The fraud in obtaining the judgment of Platt is sufficiently charged in the bill to authorize the court to dispense with the deposit of any monies, or the execution of a bond, upon obtaining an injunction to stay the proceedings on that judgment." (2 R. S. 190, § 147.) If the judgment was confessed for a debt which was not then due and payable, or for more than was then actually due, or if the whole amount was fully secured upon real estate, and the judgment was given for the purpose of covering the personal estate also, so as to prevent the complainant from obtaining satisfaction of his debt out of such property, and with a view to defraud him, as charged in the bill, the whole judgment and the proceedings under it are fraudulent and void as against him, and must be set aside. Again; the question whether security ought to have been given upon the granting of the injunction, under the provisions of the revised statutes, was not properly presented upon a mere application to dissolve the injunction upon the matter of the bill only. Even if the fiat upon the back of the bill could be considered as a part of the bill upon such an ap*110plication, that does not show that the deposit required by the statute was not made. -To raise that question, the defendants should have founded their application upon the bill, and also upon an affidavit that no deposit or security had been given, or upon a certificate of the clerk to that effect.

The vice chancellor is also right in the construction which he has given to the act to incorporate the city of Rochester, when taken in connection with several provisions of the revised statutes.

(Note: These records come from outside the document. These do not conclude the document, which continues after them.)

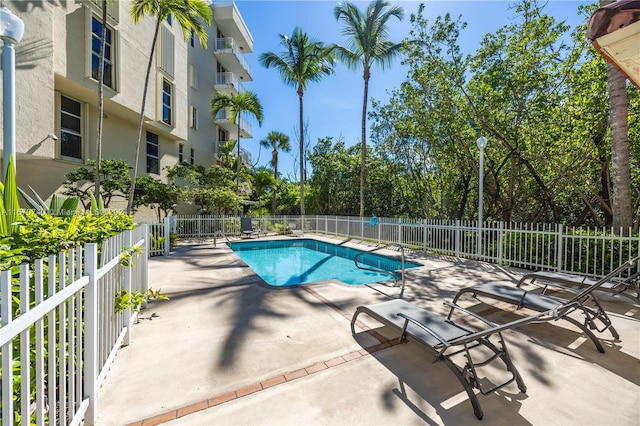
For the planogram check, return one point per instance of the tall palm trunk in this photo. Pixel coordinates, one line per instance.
(141, 122)
(274, 160)
(620, 169)
(238, 160)
(619, 122)
(300, 94)
(103, 41)
(363, 148)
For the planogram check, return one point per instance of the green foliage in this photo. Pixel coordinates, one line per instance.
(135, 300)
(534, 88)
(115, 181)
(154, 193)
(128, 254)
(212, 187)
(42, 234)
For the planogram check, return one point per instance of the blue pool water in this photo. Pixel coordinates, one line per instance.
(286, 263)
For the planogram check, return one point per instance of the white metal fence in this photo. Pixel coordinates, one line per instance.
(588, 251)
(60, 331)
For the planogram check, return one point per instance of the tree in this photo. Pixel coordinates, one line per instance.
(304, 60)
(237, 104)
(620, 169)
(368, 45)
(190, 15)
(154, 193)
(210, 187)
(103, 40)
(114, 179)
(276, 141)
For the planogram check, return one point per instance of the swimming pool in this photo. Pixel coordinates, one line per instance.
(292, 262)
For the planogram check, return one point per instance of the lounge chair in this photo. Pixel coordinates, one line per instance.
(628, 287)
(444, 338)
(537, 299)
(246, 227)
(295, 232)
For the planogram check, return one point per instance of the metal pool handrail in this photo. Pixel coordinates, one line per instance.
(395, 280)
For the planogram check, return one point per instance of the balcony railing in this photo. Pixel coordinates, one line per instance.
(228, 80)
(224, 117)
(227, 45)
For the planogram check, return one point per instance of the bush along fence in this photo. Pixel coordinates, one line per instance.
(61, 327)
(587, 251)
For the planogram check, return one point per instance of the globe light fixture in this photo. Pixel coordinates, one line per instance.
(11, 32)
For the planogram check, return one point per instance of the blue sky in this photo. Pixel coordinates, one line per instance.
(333, 106)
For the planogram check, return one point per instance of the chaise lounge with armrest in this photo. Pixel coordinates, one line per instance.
(628, 287)
(540, 299)
(445, 339)
(246, 227)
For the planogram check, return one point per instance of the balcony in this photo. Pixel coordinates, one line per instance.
(247, 157)
(223, 120)
(231, 56)
(229, 21)
(229, 83)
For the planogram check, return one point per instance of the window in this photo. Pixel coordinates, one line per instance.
(153, 161)
(193, 117)
(167, 91)
(70, 128)
(193, 77)
(96, 33)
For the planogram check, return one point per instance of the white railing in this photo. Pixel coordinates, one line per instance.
(592, 252)
(60, 332)
(229, 45)
(229, 79)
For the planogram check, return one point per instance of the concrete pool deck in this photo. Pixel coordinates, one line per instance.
(227, 349)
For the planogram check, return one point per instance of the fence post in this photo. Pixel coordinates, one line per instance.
(425, 235)
(457, 236)
(7, 350)
(127, 285)
(145, 262)
(559, 246)
(91, 331)
(167, 235)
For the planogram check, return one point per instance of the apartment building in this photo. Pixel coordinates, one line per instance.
(56, 89)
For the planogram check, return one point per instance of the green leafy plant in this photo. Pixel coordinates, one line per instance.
(58, 206)
(136, 299)
(127, 255)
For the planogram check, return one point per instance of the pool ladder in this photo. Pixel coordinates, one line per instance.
(395, 279)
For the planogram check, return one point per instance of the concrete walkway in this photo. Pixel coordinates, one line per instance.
(228, 349)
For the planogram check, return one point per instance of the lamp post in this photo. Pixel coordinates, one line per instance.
(11, 32)
(482, 144)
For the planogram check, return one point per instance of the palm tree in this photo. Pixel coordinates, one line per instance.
(302, 61)
(103, 41)
(238, 104)
(368, 44)
(620, 166)
(276, 141)
(191, 15)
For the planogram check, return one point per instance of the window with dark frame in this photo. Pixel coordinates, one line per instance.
(96, 33)
(194, 118)
(167, 94)
(153, 158)
(70, 128)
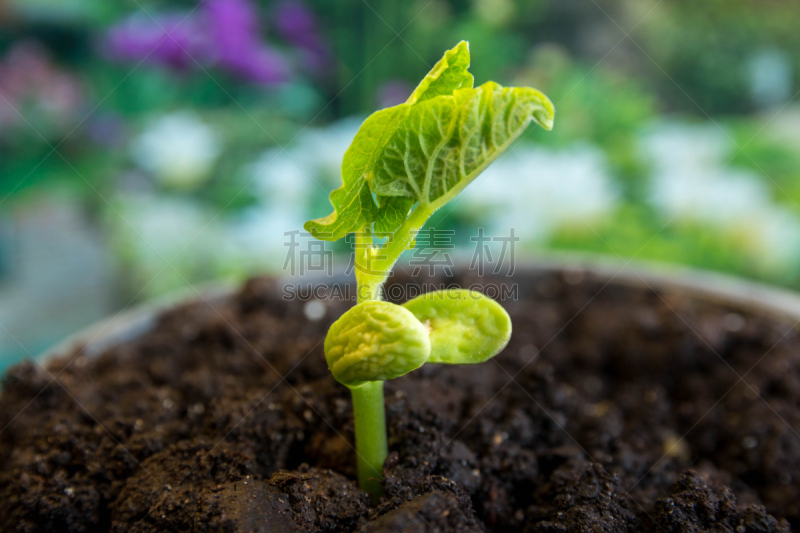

The 19th section of the title of the revised statutes relative to mayors’ courts in cities, which provides that no process in any mayor’s court should be tested and made returnable the same term, (2 R. S. 219,) would probably have applied to the mayor’s court of Rochester, which was established since the revised statutes went into operation, if a different provision on this subject had not been contained in the act of incorporation of that city. But the second section of the tenth title of that act provides, in terms, that all laws regulating the practice of the courts of commom pleas of the several counties, conferring judicial powers on them, authorizing the commencement of suits therein, regulating the removal of such suits and authorizing the issuing of process, shall be applicable to and binding upon the said mayor’s court. (Laws of 1834, p. 333.) And one of the laws regulating the practice of the several courts of common pleas and authorizing the issuing of process, and which is thus made applicable to and binding upon the mayor’s court of Rochester, is, that all writs or process which shall issue out of either of the said courts may be tested on any day of the term in which such court shall sit, and be made returnable On any other day of the same term, or at the next term. (2 R. S. 210, § 11.) The execution in this case was therefore regular; and the return thereof unsatisfied authorized the filing of this bill, and the issuing of the general injunction as against the judgment debtor.

The order appealed from is therefore affirmed, with costs.